On So Long Chef, Rebecca Nash`s piano intros Maxwell Hallett`s drum & bass-inspired battery, and the combined horns of Walters, Jeff Guntren and Ed Cawthorne, hit a harmony straight out of one of Janko Nilovic`s space age symphonies. Then on go the brakes, while the trumpet (relatively) calmly travels alone, before, step-by-step the players set to racing again – through scales – in clean, sharp, clipped clusters. Saxophones spiraling, ascending, then climbing, bouncing, back down. The drums all the while getting bolder- `til the cymbal`s a constant blur. Running on their own for a moment, as everyone else catches up, and, like Lester, leaps in.
Ahimsa drops the collective into dub and echo, creating a fourth world fog. Brass blasting righteous, leveling Jericho, though a wall of reverb-ed sound. Phased and psychedelically gated, but tight to Nim Sadot`s upright bass. Flute and trumpet trade long, sustained notes. Keys cascade in harp-like glissando as the sticksman, and percussionist Joseph Deenmamode, reach their peak.
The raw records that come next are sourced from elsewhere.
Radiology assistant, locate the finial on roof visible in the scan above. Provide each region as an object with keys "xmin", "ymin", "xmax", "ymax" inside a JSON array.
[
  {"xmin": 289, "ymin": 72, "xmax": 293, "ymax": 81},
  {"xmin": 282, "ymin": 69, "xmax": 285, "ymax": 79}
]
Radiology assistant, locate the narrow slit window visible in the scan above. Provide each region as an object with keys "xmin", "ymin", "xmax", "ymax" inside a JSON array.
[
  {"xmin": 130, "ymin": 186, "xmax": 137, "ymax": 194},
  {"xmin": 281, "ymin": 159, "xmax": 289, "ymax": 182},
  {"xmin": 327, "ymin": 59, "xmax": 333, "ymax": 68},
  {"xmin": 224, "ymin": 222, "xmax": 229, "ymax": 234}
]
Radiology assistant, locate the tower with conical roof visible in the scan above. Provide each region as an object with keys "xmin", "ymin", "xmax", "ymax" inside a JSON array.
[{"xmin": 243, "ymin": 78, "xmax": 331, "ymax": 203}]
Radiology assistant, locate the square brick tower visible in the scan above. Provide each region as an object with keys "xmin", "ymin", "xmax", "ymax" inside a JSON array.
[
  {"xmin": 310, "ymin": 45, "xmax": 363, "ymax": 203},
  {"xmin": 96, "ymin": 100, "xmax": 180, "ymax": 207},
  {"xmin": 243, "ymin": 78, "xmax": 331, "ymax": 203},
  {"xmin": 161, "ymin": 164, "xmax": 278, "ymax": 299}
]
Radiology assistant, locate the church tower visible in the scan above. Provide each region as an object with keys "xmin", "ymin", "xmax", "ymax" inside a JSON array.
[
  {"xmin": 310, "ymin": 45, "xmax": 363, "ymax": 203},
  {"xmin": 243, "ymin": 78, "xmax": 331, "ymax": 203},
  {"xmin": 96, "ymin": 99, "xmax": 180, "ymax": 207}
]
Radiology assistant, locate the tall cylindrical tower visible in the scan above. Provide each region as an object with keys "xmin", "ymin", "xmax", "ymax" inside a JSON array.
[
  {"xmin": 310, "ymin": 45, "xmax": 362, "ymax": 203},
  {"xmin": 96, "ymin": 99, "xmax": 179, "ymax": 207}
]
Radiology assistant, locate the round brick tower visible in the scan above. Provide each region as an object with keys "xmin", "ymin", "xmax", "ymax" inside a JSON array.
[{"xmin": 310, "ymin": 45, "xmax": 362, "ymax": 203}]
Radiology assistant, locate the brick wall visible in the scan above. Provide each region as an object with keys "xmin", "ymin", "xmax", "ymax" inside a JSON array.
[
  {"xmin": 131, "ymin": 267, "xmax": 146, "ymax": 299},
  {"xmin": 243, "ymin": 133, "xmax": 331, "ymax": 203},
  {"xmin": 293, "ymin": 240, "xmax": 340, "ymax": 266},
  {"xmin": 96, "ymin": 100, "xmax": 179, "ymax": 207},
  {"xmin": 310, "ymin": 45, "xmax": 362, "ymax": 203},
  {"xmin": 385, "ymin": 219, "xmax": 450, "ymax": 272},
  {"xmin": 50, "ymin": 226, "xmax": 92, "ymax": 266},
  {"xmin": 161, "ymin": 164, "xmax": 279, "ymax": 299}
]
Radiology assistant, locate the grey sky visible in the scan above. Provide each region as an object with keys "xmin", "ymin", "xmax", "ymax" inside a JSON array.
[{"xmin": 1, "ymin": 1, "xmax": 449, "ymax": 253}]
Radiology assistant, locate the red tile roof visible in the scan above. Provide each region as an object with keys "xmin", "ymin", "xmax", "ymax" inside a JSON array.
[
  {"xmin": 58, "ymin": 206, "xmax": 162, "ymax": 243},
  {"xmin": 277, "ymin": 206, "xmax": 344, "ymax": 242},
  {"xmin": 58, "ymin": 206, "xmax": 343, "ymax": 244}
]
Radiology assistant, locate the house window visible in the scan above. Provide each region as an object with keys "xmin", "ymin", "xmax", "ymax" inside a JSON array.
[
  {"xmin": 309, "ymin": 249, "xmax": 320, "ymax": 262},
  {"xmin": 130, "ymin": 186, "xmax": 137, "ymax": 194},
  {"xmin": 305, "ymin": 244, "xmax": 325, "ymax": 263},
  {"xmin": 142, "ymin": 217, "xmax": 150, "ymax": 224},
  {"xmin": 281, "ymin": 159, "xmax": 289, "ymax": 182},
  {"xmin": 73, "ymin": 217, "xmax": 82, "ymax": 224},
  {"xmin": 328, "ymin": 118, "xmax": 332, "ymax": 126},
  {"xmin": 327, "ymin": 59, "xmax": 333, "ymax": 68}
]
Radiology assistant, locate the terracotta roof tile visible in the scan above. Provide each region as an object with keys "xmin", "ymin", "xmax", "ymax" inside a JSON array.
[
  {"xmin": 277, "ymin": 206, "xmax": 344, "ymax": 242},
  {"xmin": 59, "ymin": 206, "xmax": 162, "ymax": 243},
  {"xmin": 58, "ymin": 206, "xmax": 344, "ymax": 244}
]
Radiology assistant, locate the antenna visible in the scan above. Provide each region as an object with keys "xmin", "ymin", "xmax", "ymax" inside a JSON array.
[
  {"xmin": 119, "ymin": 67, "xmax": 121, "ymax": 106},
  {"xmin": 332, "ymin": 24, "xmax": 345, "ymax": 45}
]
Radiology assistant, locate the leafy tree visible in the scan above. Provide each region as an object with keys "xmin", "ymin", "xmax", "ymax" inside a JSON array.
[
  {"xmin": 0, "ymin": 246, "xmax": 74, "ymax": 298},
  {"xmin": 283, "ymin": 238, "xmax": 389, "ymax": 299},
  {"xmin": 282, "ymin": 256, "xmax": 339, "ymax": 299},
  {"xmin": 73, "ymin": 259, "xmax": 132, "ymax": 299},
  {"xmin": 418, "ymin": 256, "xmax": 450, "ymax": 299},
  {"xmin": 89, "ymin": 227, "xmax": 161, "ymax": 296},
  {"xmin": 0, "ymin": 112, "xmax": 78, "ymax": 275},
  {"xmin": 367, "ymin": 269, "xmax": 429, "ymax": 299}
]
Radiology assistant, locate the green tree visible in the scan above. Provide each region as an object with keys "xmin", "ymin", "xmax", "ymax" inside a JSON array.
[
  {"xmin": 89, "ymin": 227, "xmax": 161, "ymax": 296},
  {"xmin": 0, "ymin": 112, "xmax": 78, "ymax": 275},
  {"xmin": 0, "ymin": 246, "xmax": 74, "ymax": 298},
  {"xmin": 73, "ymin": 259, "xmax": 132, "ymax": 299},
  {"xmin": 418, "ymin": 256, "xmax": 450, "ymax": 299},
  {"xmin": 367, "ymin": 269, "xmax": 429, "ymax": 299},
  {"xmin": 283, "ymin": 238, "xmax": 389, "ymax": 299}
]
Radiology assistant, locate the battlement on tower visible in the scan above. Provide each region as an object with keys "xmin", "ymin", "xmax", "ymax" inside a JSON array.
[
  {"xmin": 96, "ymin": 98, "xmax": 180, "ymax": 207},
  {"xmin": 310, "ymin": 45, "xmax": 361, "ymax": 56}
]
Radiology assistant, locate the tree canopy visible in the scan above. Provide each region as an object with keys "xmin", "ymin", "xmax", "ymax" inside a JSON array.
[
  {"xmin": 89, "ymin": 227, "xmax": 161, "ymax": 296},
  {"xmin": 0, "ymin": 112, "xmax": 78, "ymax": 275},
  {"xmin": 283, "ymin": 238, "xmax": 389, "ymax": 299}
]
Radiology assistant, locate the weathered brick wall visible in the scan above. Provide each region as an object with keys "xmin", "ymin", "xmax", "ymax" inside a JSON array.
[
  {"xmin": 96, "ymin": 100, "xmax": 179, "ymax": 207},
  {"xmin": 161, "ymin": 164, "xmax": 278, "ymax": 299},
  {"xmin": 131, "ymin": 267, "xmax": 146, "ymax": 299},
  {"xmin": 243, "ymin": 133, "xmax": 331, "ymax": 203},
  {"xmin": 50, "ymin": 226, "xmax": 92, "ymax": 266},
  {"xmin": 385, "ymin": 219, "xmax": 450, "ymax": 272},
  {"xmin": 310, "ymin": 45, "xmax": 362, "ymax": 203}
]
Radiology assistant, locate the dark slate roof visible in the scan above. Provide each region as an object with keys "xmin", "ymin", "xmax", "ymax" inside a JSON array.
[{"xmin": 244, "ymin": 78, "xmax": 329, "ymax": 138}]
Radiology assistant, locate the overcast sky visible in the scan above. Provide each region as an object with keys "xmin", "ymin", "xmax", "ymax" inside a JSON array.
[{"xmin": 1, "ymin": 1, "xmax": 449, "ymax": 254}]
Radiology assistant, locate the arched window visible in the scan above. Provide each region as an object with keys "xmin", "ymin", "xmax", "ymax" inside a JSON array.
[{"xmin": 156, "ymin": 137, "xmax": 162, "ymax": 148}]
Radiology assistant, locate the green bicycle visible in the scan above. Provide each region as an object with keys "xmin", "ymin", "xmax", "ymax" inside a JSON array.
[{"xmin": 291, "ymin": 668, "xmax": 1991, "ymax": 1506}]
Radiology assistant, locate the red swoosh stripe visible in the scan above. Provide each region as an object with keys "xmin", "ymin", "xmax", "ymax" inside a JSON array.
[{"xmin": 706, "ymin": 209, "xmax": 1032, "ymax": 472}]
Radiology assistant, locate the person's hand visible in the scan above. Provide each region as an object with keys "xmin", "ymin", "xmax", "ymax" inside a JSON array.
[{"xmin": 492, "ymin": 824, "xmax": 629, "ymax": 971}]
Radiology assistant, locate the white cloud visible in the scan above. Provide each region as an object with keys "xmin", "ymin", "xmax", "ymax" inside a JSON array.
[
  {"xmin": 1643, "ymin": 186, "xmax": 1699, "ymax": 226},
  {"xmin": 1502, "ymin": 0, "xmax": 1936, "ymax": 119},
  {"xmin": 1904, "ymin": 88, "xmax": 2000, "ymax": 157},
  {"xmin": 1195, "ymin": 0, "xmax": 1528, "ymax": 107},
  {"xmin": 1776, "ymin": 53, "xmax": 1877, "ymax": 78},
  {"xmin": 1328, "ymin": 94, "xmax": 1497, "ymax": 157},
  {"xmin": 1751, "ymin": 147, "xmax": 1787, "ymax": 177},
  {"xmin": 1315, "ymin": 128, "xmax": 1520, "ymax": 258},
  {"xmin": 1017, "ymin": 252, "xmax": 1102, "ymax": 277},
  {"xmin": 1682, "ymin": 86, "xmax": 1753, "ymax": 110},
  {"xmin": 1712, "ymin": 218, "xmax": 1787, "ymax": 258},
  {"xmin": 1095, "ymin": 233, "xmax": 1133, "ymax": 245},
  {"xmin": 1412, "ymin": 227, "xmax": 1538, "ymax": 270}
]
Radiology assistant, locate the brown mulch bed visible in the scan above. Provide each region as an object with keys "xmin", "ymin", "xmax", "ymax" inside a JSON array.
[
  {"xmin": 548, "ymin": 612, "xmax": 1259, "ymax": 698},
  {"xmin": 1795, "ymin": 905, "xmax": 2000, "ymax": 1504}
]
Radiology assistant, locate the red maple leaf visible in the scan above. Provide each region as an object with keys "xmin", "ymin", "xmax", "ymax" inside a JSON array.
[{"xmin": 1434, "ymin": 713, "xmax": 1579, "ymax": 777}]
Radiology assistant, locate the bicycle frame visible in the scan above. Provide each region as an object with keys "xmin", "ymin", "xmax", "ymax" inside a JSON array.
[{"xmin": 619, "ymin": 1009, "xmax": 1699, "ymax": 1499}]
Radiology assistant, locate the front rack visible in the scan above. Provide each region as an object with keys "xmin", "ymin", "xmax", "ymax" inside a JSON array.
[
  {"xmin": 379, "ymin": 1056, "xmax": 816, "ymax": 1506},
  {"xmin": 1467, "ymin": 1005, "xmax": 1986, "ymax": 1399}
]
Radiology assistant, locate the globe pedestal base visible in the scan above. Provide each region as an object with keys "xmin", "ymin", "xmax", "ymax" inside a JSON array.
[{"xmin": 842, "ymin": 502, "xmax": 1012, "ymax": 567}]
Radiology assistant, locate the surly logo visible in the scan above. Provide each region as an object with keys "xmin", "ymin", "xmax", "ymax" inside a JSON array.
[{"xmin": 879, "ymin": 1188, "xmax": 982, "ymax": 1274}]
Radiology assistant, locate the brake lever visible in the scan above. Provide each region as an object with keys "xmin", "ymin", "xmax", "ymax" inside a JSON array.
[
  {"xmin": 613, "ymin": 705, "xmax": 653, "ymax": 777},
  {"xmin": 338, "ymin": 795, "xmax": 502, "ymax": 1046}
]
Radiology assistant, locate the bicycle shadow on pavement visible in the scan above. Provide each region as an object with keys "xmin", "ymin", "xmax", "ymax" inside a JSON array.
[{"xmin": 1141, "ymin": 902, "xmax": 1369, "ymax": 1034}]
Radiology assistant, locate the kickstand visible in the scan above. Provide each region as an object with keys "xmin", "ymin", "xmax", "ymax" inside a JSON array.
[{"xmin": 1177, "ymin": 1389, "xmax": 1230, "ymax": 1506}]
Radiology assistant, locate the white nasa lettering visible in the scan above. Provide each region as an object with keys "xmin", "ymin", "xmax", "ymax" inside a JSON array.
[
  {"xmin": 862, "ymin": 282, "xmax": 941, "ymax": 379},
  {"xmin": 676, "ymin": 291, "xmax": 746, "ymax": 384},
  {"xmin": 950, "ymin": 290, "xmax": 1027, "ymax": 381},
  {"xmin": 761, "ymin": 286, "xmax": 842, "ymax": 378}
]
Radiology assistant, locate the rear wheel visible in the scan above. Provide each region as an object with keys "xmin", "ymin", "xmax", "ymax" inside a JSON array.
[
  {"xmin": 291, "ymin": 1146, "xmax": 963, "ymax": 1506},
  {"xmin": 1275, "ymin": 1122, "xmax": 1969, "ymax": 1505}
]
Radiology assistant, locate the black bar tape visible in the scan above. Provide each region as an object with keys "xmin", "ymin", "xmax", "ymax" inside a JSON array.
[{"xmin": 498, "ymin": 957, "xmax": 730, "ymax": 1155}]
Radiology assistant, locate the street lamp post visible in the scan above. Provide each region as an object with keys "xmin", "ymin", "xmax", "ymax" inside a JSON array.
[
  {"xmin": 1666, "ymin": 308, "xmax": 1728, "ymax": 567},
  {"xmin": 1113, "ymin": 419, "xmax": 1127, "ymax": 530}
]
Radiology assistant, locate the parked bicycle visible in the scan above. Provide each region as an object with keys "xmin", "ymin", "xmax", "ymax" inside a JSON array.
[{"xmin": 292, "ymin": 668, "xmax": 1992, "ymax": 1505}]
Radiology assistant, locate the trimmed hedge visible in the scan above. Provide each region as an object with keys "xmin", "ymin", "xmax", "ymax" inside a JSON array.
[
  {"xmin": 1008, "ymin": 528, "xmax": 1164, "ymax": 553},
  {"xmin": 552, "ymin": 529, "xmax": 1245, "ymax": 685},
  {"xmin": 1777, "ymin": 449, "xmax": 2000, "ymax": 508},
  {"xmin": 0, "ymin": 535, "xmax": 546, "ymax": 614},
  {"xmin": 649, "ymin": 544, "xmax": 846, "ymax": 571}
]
Gordian Knot begins as an interlude, a love theme – think Charlie Parker serenading David Raksin`s Laura – then cuts to snake charmer twists, Middle-Eastern tinged punches. Wah-wah effects transforming the sax into an electrified saz. Flying free, distorting, to a crashing crescendo, a cacophony of waves and tides.
Dansoman Last Stop might namecheck Ghana, but it finds Walters and Cawthorne sharing a trajectory towards the heavens, blue skies. The light.
Active Imagination is available directly from 22a.